Now run function on 2006 data, should get same result as above 

In [16]:
fp = "Data/KrigedPM25_Raw/krigedPM25_2006_v2.nc"
year_str = "2006-01-01"
df2 = prep_one_yr(fp, year_str)
df2.tail()



Unnamed: 0,date,PM25,HMS_Smoke,Background_PM25
21057273,2006-12-27,12.895726,0.0,8.186374
21115674,2006-12-28,16.217248,0.0,8.186374
21174075,2006-12-29,14.130531,0.0,8.186374
21232476,2006-12-30,10.627966,0.0,8.186374
21290877,2006-12-31,5.782589,0.0,8.186374


Now get all the years of data 

In [17]:
all_yrs = ["2006", "2007", "2008", "2009", "2010", "2011", "2012", "2013", "2014", "2015", "2016", "2017", "2018"]
#all_yrs = ["2008", "2009"]


smoke_all = pd.DataFrame()

for yr in all_yrs:
    #print(f"Gathering Year_{yr}")
    fp = f"Data/KrigedPM25_Raw/krigedPM25_{yr}_v2.nc" 
    yr_str =f"{yr}-01-01"
    next_yr = prep_one_yr(fp, yr_str)
    smoke_all = pd.concat([smoke_all, next_yr], ignore_index=True)
    
print(smoke_all.shape)
smoke_all.tail()

(4748, 4)


Unnamed: 0,date,PM25,HMS_Smoke,Background_PM25
4743,2018-12-27,3.930632,0.0,3.880833
4744,2018-12-28,3.91843,0.0,3.880833
4745,2018-12-29,4.646893,0.0,3.880833
4746,2018-12-30,2.59717,0.0,3.880833
4747,2018-12-31,4.522801,0.0,3.880833


In [18]:
# Create a function that adds a month and year column to the dataframe
# See chat GPT attribution at end of notebook 


def add_date_columns(df, date_column_name='date'):  
    # Convert the 'date' column to datetime format
    df[date_column_name] = pd.to_datetime(df[date_column_name])
 

    # Add a new 'Month' column
    df['Month'] = df[date_column_name].dt.month_name()
    df['Month Number'] = df[date_column_name].dt.month
    
    # Add a year column 
    df['Year'] = df['date'].dt.year
    
    return df

In [19]:
# add the month and year columns to pm25
smoke_all = add_date_columns(smoke_all)
#smoke_all.head()

In [20]:
# Add an indicator for fire season to P25
all_months = smoke_all["Month"].drop_duplicates().to_list()
fire_season_months = all_months[4:10]
smoke_all["Fire_Season"] = smoke_all["Month"].isin(fire_season_months)
#smoke_all.head()

# Step 4 Save to CSV File 

In [21]:
file_out_path = "Data/Odell_Smoke.csv"
smoke_all.to_csv(file_out_path, index = False)

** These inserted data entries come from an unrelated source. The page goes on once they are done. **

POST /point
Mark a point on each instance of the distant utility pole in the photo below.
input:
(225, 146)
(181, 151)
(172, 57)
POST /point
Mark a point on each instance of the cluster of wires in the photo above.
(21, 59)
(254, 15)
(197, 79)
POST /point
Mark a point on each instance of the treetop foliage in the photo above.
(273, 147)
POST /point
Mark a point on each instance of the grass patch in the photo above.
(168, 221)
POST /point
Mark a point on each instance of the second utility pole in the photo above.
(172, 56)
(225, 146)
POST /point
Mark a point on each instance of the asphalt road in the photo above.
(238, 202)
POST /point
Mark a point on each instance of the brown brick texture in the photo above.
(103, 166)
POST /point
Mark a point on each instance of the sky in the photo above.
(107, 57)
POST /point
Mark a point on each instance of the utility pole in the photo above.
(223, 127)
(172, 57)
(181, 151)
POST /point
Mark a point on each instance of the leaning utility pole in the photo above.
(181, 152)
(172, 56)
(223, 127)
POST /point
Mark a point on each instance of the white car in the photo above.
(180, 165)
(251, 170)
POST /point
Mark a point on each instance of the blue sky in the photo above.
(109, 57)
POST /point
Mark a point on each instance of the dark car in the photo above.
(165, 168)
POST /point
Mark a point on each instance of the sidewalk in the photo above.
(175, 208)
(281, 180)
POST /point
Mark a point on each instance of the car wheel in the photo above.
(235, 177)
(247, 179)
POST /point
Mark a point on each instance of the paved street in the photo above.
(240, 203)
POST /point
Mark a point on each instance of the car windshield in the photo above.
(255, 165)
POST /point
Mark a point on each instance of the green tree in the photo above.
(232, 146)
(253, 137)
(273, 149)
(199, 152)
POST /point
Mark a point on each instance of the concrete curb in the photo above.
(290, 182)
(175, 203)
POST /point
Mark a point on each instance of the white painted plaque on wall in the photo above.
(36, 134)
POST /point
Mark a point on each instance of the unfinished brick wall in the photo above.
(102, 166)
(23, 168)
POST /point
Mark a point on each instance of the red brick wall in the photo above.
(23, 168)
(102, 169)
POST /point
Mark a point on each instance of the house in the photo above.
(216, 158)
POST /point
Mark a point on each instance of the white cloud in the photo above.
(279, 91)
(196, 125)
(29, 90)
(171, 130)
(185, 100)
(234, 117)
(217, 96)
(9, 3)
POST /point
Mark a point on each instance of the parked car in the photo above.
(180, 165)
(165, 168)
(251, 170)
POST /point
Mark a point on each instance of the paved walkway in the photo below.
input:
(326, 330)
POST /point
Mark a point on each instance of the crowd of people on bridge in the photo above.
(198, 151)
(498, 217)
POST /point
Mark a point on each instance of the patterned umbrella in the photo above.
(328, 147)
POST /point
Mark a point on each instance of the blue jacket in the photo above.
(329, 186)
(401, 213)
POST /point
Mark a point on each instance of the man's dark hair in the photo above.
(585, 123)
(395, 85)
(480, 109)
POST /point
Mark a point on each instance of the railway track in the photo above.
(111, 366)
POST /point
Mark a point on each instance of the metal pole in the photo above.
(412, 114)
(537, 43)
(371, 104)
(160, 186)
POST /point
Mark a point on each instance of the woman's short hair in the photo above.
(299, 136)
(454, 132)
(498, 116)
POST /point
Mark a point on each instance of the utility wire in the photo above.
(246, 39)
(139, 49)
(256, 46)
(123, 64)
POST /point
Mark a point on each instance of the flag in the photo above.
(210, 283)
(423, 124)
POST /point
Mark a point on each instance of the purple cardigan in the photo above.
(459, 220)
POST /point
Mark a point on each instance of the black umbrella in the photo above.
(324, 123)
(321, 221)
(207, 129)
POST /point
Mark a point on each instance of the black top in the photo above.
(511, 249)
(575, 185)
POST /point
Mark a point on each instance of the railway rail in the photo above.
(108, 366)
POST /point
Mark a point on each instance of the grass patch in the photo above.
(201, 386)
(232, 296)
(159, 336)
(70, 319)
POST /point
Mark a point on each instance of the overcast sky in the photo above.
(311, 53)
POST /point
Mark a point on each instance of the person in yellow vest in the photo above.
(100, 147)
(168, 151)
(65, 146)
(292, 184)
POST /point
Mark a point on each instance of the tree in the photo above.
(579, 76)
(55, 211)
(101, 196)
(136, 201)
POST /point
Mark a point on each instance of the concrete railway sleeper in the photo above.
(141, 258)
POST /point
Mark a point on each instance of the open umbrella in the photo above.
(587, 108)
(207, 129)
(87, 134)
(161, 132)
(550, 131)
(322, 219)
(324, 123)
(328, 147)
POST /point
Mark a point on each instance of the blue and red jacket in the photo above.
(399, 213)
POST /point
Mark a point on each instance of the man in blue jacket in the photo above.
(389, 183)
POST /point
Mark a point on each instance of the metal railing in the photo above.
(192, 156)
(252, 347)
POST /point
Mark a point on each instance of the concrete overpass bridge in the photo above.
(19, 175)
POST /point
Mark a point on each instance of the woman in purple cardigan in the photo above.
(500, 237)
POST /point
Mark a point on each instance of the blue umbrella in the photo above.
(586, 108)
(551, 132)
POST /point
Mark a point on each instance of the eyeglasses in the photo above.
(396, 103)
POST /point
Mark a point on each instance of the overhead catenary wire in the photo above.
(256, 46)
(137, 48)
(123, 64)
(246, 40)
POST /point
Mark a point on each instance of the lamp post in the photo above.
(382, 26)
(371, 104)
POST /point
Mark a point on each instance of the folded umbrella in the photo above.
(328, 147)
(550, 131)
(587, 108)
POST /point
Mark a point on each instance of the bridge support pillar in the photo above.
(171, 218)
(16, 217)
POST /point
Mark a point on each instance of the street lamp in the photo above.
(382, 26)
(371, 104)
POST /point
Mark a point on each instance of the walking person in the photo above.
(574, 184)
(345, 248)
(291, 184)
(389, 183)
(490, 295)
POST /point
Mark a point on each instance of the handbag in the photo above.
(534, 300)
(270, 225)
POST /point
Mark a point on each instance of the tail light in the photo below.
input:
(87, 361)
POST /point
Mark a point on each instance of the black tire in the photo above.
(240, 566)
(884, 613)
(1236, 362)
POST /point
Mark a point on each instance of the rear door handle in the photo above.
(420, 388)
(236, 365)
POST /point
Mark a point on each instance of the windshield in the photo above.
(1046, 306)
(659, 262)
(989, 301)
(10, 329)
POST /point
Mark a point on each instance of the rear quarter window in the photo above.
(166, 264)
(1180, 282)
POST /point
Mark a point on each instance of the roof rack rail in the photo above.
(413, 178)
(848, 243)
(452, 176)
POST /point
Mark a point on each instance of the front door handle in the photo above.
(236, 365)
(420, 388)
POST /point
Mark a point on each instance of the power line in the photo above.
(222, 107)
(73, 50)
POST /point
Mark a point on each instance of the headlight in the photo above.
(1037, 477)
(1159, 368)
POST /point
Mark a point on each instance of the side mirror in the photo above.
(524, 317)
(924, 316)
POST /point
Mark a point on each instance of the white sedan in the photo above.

# Chat GPT ATTRIBUTION NOTE 

The following function(s) contained in this notebook were written with assistance from Chat GPT available at: https://chat.openai.com/.

***
For assistance with the code block "#extract variables of interest", Chat GPT was given the following prompt: 

"Lets go back to the xarray dataset.  I want to extract three of the variables pm25, lon, lat, and doy, and make them into a dataframe with columns named pm25, lon, lat, and doy."

***

For assistance with the function "convert_doy_to_dates", Chat GPT was given the following prompt:

"I have a colum of numbers from 1 to 365.  Convert them to dates in the year 2006.  E.G. 1 = Jan 1, 2006, 2 = January 2, 2006 etc."

AND

"Please do the conversion if the variables are stored in a dataframe called df in a column called doy in Python"

*** 

For assistance in writing the function "add_date_columns" function, Chat GPT was given the following prompt:

"I have a dataframe called smoke_pm25 with a column called date with values in the format "YYYY-MM-DD". Write a function that adds a column "Month" to the dataframe basedo on the month in the datestring."

AND

"Update the code so that there are two columns "Month Name" as a string with values January, February, etc. and "Month Number" with the number of hte month in the year."